I have two table schemas (MySQL 5.6 so no CTE), roughly looking like this:
CREATE TABLE nodes (
node_id INT PRIMARY KEY,
name VARCHAR(10)
);
CREATE TABLE edges (
edge_id INT PRIMARY KEY,
source INT,
target INT,
FOREIGN KEY (source) REFERENCES nodes(node_id),
FOREIGN KEY (target) REFERENCES nodes(node_id)
);
In our design, a logical edge between two nodes (logically n1 -> n2) is actually represented as (n1 -> proxy node -> n2) in the db.
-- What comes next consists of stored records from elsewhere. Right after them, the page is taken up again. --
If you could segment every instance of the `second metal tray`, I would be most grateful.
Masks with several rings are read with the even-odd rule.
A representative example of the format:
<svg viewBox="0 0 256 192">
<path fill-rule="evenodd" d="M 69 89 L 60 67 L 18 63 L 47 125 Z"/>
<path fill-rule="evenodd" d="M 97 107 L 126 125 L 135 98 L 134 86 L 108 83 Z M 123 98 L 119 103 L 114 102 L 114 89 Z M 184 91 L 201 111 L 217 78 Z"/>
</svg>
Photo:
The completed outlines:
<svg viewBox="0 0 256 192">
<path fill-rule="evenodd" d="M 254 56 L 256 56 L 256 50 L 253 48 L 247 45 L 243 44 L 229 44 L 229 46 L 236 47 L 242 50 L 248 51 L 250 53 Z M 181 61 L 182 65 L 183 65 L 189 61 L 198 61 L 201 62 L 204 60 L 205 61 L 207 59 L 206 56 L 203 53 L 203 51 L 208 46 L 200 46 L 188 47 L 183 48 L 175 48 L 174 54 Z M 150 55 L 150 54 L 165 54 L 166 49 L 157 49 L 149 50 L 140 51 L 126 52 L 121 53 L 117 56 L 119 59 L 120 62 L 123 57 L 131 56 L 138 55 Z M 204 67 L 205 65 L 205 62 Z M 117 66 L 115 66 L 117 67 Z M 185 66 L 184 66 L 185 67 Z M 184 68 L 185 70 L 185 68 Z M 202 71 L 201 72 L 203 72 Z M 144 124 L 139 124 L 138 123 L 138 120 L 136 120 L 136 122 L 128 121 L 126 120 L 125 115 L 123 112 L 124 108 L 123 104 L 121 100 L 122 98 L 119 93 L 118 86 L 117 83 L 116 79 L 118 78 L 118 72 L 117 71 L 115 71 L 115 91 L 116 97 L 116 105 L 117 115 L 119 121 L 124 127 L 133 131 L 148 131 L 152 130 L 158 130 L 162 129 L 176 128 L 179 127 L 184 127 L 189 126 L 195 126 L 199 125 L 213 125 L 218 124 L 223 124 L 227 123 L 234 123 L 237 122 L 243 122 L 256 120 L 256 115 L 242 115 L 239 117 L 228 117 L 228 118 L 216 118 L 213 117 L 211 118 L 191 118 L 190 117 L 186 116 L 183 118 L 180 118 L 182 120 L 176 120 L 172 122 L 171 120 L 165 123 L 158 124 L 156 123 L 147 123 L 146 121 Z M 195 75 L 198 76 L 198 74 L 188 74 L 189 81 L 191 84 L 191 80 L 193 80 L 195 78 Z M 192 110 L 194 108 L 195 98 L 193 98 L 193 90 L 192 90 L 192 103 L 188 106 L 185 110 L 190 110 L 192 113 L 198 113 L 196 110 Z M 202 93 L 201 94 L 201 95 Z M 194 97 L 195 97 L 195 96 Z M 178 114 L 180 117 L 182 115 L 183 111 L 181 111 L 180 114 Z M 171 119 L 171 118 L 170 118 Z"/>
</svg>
The reason we use two edges and a proxy node for a logical edge is so that we can store properties on the edge. Therefore, when a client queries for two nodes connected by an edge, the query is translated to query three connected nodes instead.
I have written a query to get a path with a fixed length. For example, "give me all the paths that start with a node with some properties, and end with a node with some properties, with exactly 5 edges on the path." This is done without using recursion on the SQL side; I just generate a long query programmatically with the specified fixed length.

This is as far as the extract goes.